Breakfast had been simple, consisting of hard-boiled eggs, coffee, and his wife’s sleepy but sweet company. She’d wished him luck as he scooted out the door on the way to Alex’s warehouse setup, not even mentioning his inebriated state. She’d seen him cycle back and forth from what must have seemed like incipient alcoholism, to the strict sobriety of a Quaker. Nothing seemed to faze her anymore.

Something troubled him on the way to the train, and it was several minutes before he figured out it was the silence. Muni advertising in public had been with him since he’d gotten the implant. He’d grown so accustomed to mentally pushing it aside, its absence created a strange, if ultimately welcome emptiness.

There was no visit from Ditto, which put him in a prickly mood. Now that he had urgent questions for the uncommonly self-aware bot—why he was showing up in his wife’s drawings—the damned thing was gone.

He arrived at the warehouse and proceeded to the SR Array.
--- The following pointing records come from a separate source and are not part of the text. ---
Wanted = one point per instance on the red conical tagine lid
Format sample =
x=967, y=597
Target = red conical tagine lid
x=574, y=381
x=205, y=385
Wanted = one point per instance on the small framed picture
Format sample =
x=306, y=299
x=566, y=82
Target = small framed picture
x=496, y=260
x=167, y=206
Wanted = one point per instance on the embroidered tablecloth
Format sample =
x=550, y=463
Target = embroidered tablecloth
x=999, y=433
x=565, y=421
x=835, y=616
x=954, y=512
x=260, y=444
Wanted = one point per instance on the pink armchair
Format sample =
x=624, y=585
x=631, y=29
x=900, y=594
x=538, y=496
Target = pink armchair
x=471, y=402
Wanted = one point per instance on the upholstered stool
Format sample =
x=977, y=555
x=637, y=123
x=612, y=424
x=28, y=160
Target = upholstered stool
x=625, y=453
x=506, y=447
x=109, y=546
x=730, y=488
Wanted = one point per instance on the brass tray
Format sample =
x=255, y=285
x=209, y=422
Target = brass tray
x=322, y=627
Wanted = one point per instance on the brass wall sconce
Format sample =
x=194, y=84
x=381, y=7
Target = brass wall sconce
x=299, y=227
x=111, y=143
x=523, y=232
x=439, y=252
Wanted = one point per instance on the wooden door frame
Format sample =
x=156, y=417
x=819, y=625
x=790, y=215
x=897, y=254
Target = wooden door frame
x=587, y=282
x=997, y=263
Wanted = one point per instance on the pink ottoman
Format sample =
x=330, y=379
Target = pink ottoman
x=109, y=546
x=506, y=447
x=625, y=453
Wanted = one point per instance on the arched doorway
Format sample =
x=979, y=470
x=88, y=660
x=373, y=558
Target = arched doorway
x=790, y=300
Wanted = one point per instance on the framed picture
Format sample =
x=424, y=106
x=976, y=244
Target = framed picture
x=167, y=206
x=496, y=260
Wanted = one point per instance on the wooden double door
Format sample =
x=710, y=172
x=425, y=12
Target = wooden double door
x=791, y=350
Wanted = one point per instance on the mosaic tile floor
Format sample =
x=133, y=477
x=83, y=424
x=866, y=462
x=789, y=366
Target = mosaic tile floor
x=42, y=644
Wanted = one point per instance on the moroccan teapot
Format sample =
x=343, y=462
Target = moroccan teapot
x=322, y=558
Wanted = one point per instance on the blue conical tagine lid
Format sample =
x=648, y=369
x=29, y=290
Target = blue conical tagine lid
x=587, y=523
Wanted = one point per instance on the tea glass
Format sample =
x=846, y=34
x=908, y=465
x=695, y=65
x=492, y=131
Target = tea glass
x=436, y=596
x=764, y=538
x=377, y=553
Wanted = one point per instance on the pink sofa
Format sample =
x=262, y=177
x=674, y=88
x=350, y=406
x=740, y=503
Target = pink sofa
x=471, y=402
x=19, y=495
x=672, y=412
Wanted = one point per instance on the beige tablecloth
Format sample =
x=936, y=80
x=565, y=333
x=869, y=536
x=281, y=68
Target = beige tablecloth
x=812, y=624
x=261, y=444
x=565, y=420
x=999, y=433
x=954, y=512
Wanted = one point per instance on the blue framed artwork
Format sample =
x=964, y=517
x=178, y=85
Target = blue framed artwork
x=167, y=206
He’d shotgunned three more beers before he left—for good luck—and it made him stumble when he reached for the cable.

“Are you drunk?” Alex’s tone was cross.

“It takes more than this to get me drunk,” he said.

“How much more?” she asked. Then, “Do you always drink this early in the morning?”
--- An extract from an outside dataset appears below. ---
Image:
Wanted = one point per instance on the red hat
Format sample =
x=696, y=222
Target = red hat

He yawned and shook his head. “There’s a lot riding on this fight.”

“Yeah. Exactly.” She sighed. “Fuck, man.”

“Are there rules against intoxication? They even have a passive skill called “Drunk,” remember?”

“No, there’s no—” She interrupted herself. “Please don’t make me regret taking a chance on you.”

“Oh shit,” he said. “I gotta pee something fierce.”

Silence hung in the air, then, “You know where the alley is. Don’t get busted. Please.”

“You really don’t have a bathroo—”

“Alley. Go.”

Rick steadied himself with the hallway’s wall, then stepped outside. The megawatt brightness of the sun stabbed his eyes. “Ah!” He stumbled to a nearby dumpster and did his business, too relaxed to worry much about whether anyone saw him.

When he got back to the SR array, he sat with a heavy “whump” and winced as he jammed the cable into his implant. He silently raised his thumb in the air, indicating his readiness.

“Rick?” Alex asked.

“Yeah?”

“Please don’t ever drink this much again and show up in any tournament where I have skin in the game.” She waited, and when he didn’t answer, added, “Understand?”

Rick sighed. “I don’t know why the beers are hitting me so hard today. It feels like I drank some double-strength craft beer or something, but I swear, I didn’t.”

“Can’t be helped now,” she said, “but please—never again.”

He nodded. The array took over, and in a few short seconds, he was out again.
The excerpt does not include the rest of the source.